Furthermore, such a practice is likely to push numerous manufacturers to gradually leave the market. Experience teaches us that bulk purchasing processes generally lead to greater concentration in the production of drugs, with a limited number of manufacturers sharing the market for each type of drug. In Canada, excessive use of this procurement method in the hospital sector is one of the reasons why Sandoz, the company blamed for the severe shortage of injectable drugs experienced in early 2012, became the sole supplier of more than 60% of all injectable drugs dispensed in Canadian hospitals.

At the international level, the dangers of purchasing drugs in bulk and of granting sole-supply contracts are increasingly recognized, the practice having been called into question in several countries.

Criticisms were raised in New Zealand, where centralized bulk purchasing processes entailed numerous unintended consequences. As a recent study revealed, many hospitals observed a drop in the quality of the products and services obtained and deplored the absence of choices available to them, following the implementation of such a policy. Drug shortages proved to be common, and some of them took over a year to be resolved. The centralized procurement practice coincided with only modest savings (6-8%), some of which "might have occurred regardless of the strategy," the authors admitted.

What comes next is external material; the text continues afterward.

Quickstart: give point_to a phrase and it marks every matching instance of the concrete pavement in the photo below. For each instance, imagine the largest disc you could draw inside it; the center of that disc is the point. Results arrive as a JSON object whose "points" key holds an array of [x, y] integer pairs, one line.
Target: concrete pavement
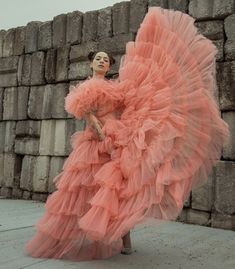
{"points": [[170, 245]]}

Moreover, there is no guarantee that buying drugs in bulk leads to overall savings in the health system, once total costs are taken into account. By forcing patients to change their medicine for the one offered by the unique supplier, there is a risk that such a policy will lead to adherence problems or more serious side effects and thus generate other expenses elsewhere in the health care system.

In Denmark and Germany, for instance, it was observed that compliance fell for patients who were forced to switch to other drug types. In these countries, the tendering system also slowed the development of generic medicines and led to a decrease in pharmaceutical investments in R&D. In Belgium, cost reduction goals were not met, and the sole-supply policy was quickly abandoned.

In the end, we find that the presence of a single buyer (monopsony) in a market entails unintended consequences just as harmful as the presence of a single seller (monopoly). When applied to generic drugs, the practice of centralized bulk purchasing clearly increases the risk of drug shortages without generating the anticipated savings. By extending it to cover innovative drugs, decision makers would risk discouraging investment in R&D and inhibiting innovation.

Hence, all things considered, we realise that there is no free lunch with bulk purchasing: paying less means... getting less.